If you want to use non-linear-square fitting with Da or R fixed, use:

-rdc:fit_method nls -rdc:fixDa 12.6 -rdc:fixR 0.42
You can/should adjust the weights of NOE and rdc constraints in scripts/patch_atom_pair_constraint_rdc. You can provide either -rdc:fixDa, -rdc:fixR or both of them Change nstruct to generate desired number of models. Larger is better depending on your available computer time, etc.
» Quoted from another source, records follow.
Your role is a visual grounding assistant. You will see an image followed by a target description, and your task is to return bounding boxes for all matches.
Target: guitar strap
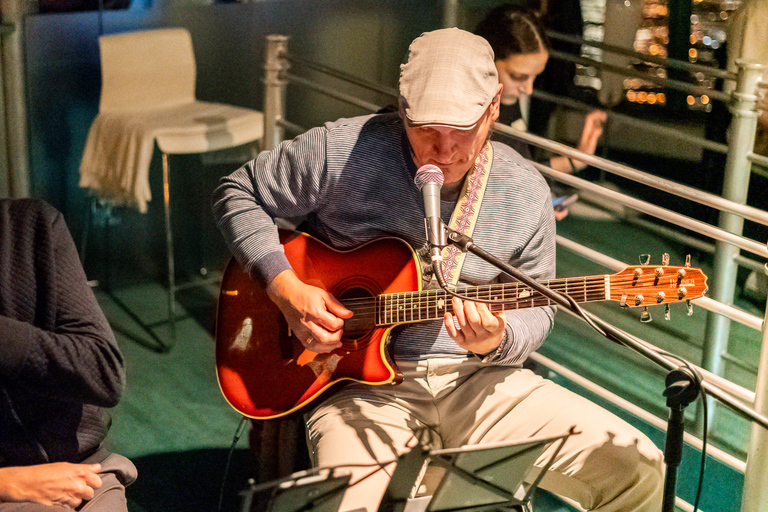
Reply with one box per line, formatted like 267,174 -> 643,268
443,140 -> 493,286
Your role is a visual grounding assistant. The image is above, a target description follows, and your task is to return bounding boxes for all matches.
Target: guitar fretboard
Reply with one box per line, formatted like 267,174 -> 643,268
371,276 -> 610,326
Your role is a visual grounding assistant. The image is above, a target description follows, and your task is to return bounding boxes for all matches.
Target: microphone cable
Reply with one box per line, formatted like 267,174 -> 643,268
216,416 -> 247,512
432,250 -> 709,512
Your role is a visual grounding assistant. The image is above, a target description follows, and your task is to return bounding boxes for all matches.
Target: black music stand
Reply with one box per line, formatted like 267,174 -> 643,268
379,427 -> 576,512
241,469 -> 352,512
426,427 -> 575,512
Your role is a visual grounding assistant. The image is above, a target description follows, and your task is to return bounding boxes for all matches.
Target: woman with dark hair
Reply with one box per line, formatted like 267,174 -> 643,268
475,4 -> 606,173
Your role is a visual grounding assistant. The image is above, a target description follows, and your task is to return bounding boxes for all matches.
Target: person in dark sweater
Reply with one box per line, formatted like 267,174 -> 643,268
0,199 -> 136,512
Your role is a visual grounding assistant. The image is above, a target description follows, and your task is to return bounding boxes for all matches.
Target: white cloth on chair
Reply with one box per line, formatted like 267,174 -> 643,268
80,28 -> 264,212
80,101 -> 263,212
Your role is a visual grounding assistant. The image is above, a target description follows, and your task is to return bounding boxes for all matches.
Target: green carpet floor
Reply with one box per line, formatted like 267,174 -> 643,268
91,202 -> 761,512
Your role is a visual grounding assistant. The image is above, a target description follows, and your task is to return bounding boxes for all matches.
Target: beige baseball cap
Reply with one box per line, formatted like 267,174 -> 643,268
400,28 -> 499,130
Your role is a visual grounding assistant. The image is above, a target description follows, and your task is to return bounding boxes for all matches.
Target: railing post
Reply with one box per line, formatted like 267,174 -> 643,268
741,265 -> 768,512
442,0 -> 459,28
263,34 -> 289,150
701,61 -> 764,414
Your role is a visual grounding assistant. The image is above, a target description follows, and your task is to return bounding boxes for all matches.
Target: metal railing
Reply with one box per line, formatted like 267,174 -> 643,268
264,36 -> 768,512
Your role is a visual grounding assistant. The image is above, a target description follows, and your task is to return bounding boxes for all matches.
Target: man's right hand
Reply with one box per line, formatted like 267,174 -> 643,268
0,462 -> 101,509
267,270 -> 352,353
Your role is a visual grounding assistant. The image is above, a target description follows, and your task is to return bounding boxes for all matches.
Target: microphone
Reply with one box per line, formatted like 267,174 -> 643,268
413,164 -> 448,260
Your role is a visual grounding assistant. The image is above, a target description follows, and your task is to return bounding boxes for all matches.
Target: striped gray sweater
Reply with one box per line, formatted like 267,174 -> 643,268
213,114 -> 555,366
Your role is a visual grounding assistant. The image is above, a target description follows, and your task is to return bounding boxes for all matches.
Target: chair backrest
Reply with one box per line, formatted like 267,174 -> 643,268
99,28 -> 197,112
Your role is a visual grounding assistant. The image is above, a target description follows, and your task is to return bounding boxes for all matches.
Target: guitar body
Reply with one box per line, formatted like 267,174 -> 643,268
216,231 -> 421,419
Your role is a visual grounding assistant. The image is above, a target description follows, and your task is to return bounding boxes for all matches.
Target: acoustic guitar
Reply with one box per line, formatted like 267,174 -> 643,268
216,231 -> 707,419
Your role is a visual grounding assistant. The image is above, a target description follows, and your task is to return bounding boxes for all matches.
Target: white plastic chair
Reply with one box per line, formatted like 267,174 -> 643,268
80,28 -> 264,350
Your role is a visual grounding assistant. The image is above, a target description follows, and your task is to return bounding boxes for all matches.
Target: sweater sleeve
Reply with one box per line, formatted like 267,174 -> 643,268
0,202 -> 125,407
484,178 -> 556,366
213,127 -> 327,283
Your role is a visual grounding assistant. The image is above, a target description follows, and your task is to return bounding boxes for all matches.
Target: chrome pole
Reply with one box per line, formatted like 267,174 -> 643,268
702,61 -> 765,404
741,265 -> 768,512
264,34 -> 289,150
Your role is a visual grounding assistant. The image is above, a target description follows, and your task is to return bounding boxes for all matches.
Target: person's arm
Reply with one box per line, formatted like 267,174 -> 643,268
213,128 -> 352,352
445,188 -> 555,365
550,110 -> 607,174
0,462 -> 101,509
0,203 -> 125,407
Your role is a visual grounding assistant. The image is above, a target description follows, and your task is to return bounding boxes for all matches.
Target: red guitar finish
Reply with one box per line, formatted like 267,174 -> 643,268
216,232 -> 421,419
216,231 -> 707,419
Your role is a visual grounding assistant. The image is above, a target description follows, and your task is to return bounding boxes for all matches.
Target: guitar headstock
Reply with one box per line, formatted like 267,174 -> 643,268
610,265 -> 707,308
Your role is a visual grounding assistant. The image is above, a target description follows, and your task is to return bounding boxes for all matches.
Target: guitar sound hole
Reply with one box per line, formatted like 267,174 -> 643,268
336,287 -> 376,350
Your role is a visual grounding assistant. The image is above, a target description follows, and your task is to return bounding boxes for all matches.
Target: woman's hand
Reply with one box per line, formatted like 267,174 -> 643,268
267,270 -> 352,353
0,462 -> 101,509
579,110 -> 608,155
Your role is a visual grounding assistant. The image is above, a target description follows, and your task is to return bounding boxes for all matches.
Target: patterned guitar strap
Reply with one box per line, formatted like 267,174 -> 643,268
419,141 -> 493,289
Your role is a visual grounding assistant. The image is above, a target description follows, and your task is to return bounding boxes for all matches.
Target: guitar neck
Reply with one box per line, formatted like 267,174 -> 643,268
375,275 -> 611,325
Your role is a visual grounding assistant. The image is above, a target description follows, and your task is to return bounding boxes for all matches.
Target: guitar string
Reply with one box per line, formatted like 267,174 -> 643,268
336,275 -> 704,321
336,276 -> 687,304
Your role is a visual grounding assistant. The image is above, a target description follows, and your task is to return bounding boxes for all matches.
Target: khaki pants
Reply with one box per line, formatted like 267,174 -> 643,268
306,358 -> 664,512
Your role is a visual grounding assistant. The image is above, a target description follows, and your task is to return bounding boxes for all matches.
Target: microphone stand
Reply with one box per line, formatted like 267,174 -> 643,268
432,226 -> 768,512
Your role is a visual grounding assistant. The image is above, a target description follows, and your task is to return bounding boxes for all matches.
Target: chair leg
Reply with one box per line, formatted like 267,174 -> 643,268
163,152 -> 176,340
Note that the demo in abinitio_w_chemicalshift_only, you can add flags such as:
  -abinitio::rg_reweight 0.5
  -abinitio::rsd_wt_helix 0.5
  -abinitio::rsd_wt_loop 0.5
  -disable_co_filter true
  -abinitio::increase_cycles 10
to help sampling in centroid stage. They are not used probably NOE constraint helps guided the search.

Processing the output

  1. Extract the low energy models:

    grep SCORE csrosetta_noe_rdc.out | sort –nk2 | head
    The second column contains the energies of the lowest energy 10 models. Select as the cutoff the energy on the last line. You should also use NOE constraint energy and RDC energy as a criteria to select structures. Example is only provided for total score.
  2. This script:

    cull_silent.pl csrosetta_noe_rdc.out “score < cutoff”
    will produce csrosetta.select.silent which contains the lowest total energy 10 models.
  3. extract pdbs from silent files for a given tag in the silent file

    $> $ROSETTA3/bin/extract_pdbs.default.linuxgccrelease -in::file::silent csrosetta_noe_rdc.out -in::file:tags S_00000001
    $> mv S_00000001.pdb lowscore_1.pdb
  4. Check convergence by superimposing the ten low energy models in pymol or your favorite molecular graphics

  5. Check convergence by clustering the lowest energy models (see clustering demo for instructions)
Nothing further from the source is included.